- Genre: Drama
- Based on: Shattered Dreams: The Story of Charlotte Fedders by Charlotte Fedders
- Written by: David Hill
- Directed by: Robert Iscove
- Starring: Lindsay Wagner; Michael Nouri; Georgann Johnson; James Karen;
- Music by: Michael Convertino
- Country of origin: United States
- Original language: English

Production
- Producers: Stephanie Austin; Lindsay Wagner;
- Cinematography: John Beymer
- Editor: Michael Brown
- Running time: 103 minutes
- Production company: Carolco Pictures

Original release
- Network: CBS
- Release: May 13, 1990

= Shattered Dreams (1990 film) =

1990 film directed by Robert Iscove

Shattered Dreams is a 1990 American made-for-television drama film directed by Robert Iscove, based on the 1987 book, Shattered Dreams: The Story of Charlotte Fedders by Charlotte Fedders. The film stars Lindsay Wagner and Michael Nouri. The film premiered on Sunday, May 13, 1990 on CBS.

==Plot==
Charlotte O'Donnell and John Fedders meet at Catholic University where John is in law school, and Charlotte attends nursing school. The two fall in love, date, and get married.

In 1968, they move to New York City, where John works at a prominent Wall Street law firm and Charlotte becomes a nurse. Their marriage begins to deteriorate due to John's increasingly abusive behavior. After John hits her, breaking her eardrum, Charlotte goes home to her parents and asks John for a divorce. John cries and apologizes, saying it will never happen again. Charlotte says they have more than just themselves to think about, and announces she is pregnant.

By 1973, the Fedderses have moved to Washington, D.C. They have two sons, Luke, and Mark, and Charlotte is pregnant again. Charlotte has given up nursing to be a housewife.
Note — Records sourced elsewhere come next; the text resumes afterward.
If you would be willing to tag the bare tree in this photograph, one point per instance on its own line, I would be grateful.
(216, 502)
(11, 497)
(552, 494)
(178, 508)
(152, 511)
John continues his controlling and abusive behavior. Charlotte goes to talk to a priest, who reminds her of her sacred vows, telling her to go home and love John, and look to the heavens for answers.

By 1978, the Fedderses have four sons and John's behavior has not changed. After John beats her in front of the children, Charlotte takes the boys to her neighbor Elaine's house to call her sitter Dotty. Dotty and Elaine try to convince Charlotte to press charges, but she refuses and locks herself in a bathroom. Charlotte goes back to the house to pack and leave a letter for John, hoping he will get help. Before she leaves, John apologizes again, and she takes him back.

By 1983, the Fedderses have five sons and John has gotten a job as the Director of Enforcement for the SEC. Charlotte goes to counseling on her own, where she learns about battered woman syndrome. When John nearly hits their oldest son, Charlotte throws him out.

Charlotte hires an attorney, and they go to court. On the witness stand, John testifies that he believes Charlotte enjoyed the abuse. The next day, John's lawyer asks for him to be granted the time to pursue reconciliation because he is remorseful. Charlotte's lawyer counters that he was always remorseful for the abuse, nothing changes, and she does not want to reconcile. The judge grants 60 days for reconciliation, and Charlotte storms out of the court.

John resigns his position at the SEC, in wake of negative attention his personal problems are causing. John sends Charlotte a letter saying he hopes to meet with her when she's ready. She goes to meet him, only because of court order. John starts to pressure her about a reconciliation. She throws his ring on the ground and drives away. They are granted a divorce and Charlotte helps other battered women.

==Cast==
- Lindsay Wagner as Charlotte Fedders
- Michael Nouri as John Fedders
- Georgann Johnson as Helen O'Donnell
- James Karen as Charles O'Donnell
- Stan Ivar	as Bryan Renehan
- Jay R. Ferguson as Luke Fedders (teenager)

==Release==
The film premiered on Sunday, May 13, 1990 on CBS.

==Reception==
Richard F. Shepard of The New York Times said "an intelligently thought-out script acted with powerful but restrained emotion makes Shattered Dreams, a new made-for-television film about wife abuse a moving and believable drama".

David Hiltbrand of People gave the film a "B", saying, "Wagner is good as the battered woman, but it is Nouri’s ferocious intensity that makes this drama so disturbing."

==Home media==
The film was released on DVD on December 16, 2003 from Lionsgate.